Sydell Group VP John Gullixson (pictured right with Architectural Dimensions president Jim Heilbronner) is a boutique hotel developer, and told attendees at Bisnow's 3rd Annual LA Hospitality Boom event last week today’s construction dynamics present untold challenges for adaptive reuse developers. One frustration is the variation between budget and actual construction costs. With the build industry “going wild” right now, developers must plan ahead, do things earlier in the process, get contractors involved and order specialty items far ahead of time, he says, noting that it takes 12 months for delivery of an elevator.
Buying early is a good investment, says Jim, but it's getting more difficult to control costs because government entities keep adding fees and requirements. “You need twice as many drawings today. You have to prove your work and defend yourself constantly.

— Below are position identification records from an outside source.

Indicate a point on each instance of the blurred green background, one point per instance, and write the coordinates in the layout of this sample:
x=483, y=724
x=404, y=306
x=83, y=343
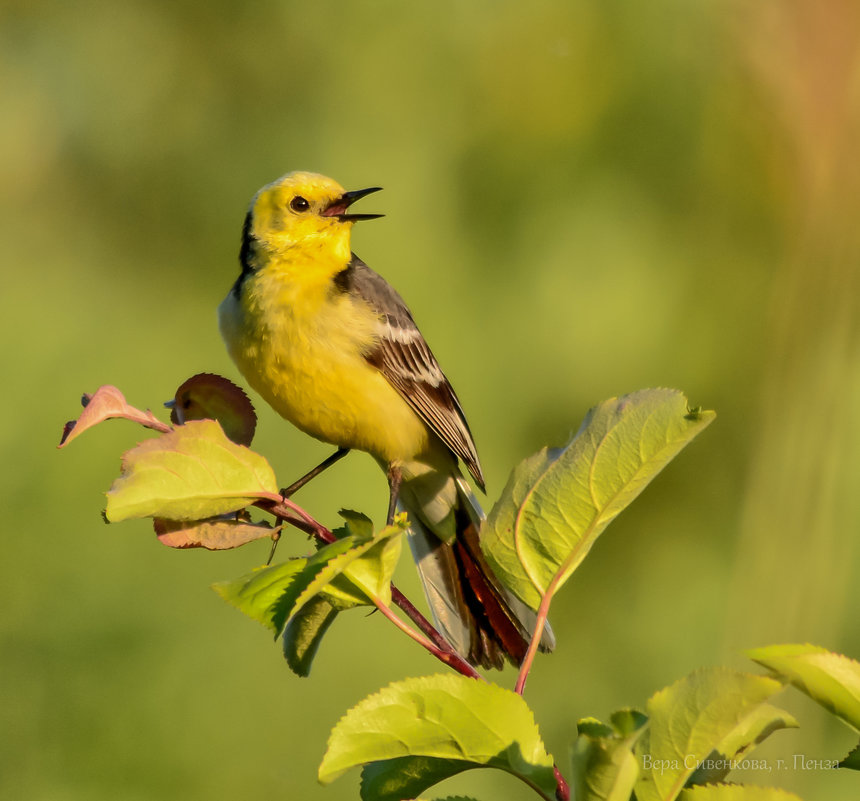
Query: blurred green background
x=583, y=198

There’s a lot of people you have to answer to get to the finish line,” he says, adding fees for a hotel average about $20k per key. “The building code is going to change in California the first of the year,” Jim warns. “This means more requirements and more costs.”
Pricher, Nichols & Meeks partner Michael E. Scheinberg (here with Jim) was curious about what percentage of hotel holdings are in urban submarkets and why.
Apple Hospitality REIT EVP Nelson Knight (right with LA’s Downtown Center BID director of economic development Nick Griffin) said 50% of Apple’s hotels are in urban submarkets and generate about 60% of the REIT’s revenue. About 25% of projects are in urban cores, and the rest in airports, he added. “We focus on strong secondary markets, like Burbank, and non-typical projects where brands can’t come in and slap you with $800M in renovations terms or entitlements,” Nelson noted. His firm recently sold a portfolio of hotels with a tertiary market profile and lower RevPAR than desired.
Nick said the City of LA recognizes the advantages of repositioning historic buildings for modern uses and “is doing what it can to ease the process to facilitate adaptive reuse, as well as ground-up projects." "He says while there are pockets of resistance, like in the Arts District, Downtown LA is more welcoming than Santa Monica, and investors are looking at overall markets, what they can do at scale and get going in a reasonable amount of time.
Anschutz Entertainment Group (AEG) chief revenue officer Todd Goldstein (right with Nelson and Nick) says his company wants to control demand in Downtown LA’s Sports & Entertainment District by driving traffic there. AEG, which plans to renovate, expand and manage the LA Convention Center, is adding 755 rooms to its JW Marriott complex at LA Live. AEG is also looking for potential locations and partners in markets that can sustain the tougher economic cycles, he notes, like Downtown LA, where there’s lots of different reasons—retail amenities—for people to keep coming back.